Comment by deepsquirrelnet
10 hours ago
At this point, I am starting to feel like we don’t need new languages, but new ways to create specifications.
I have a hypothesis that an LLM can act as a pseudocode to code translator, where the pseudocode can tolerate a mixture of code-like and natural language specification. The benefit being that it formalizes the human as the specifier (which must be done anyway) and the llm as the code writer. This also might enable lower resource “non-frontier” models to be more useful. Additionally, it allows tolerance to syntax mistakes or in the worst case, natural language if needed.
In other words, I think llms don’t need new languages, we do.

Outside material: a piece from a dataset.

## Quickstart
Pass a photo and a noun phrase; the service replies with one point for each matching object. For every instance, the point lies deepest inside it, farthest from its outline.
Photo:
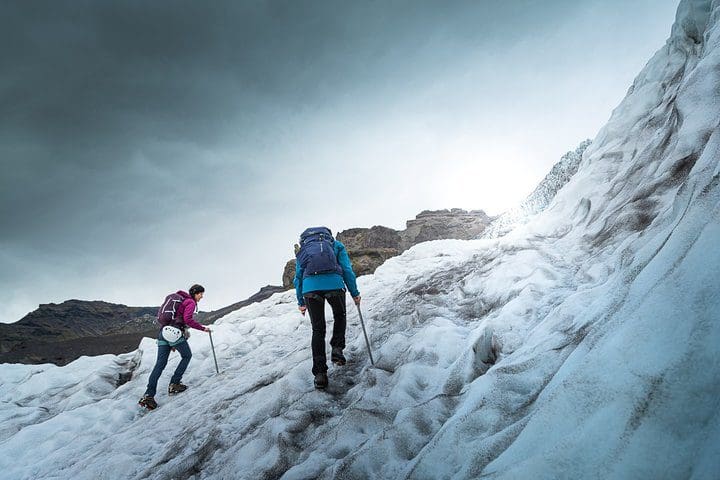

What we need is a programming language that defines the diff to be applied upon the existing codebase to the same degree of unambiguity as the codebase itself.
That is, in the same way that event sourcing materializes a state from a series of change events, this language needs to materialize a codebase from a series of "modification instructions". Different models may materialize a different codebase using the same series of instructions (like compilers), or say different "environmental factors" (e.g. the database or cloud provider that's available). It's as if the codebase itself is no longer the important artifact, the sequence of prompts is. You would also use this sequence of prompts to generate a testing suite completely independent of the codebase.
I am working on that https://github.com/gritzko/librdx Conflictless merge and overlay branches (ie freely attachable/detachable by a click). That was the pie-in-the-sky of the CRDT community for maybe 15 years. My current approach is RDX tree CRDT effectively mapping to the AST tree of the program. Like CRDT DOM for the AST, because line based diffs are too clumsy for that.
Back in the day, JetBrains tried revision-controlling AST trees or psi-nodes in their parlance. That project was cancelled, as it became a research challenge. That was 10 years ago or so. At this point, things may work out well, time will tell.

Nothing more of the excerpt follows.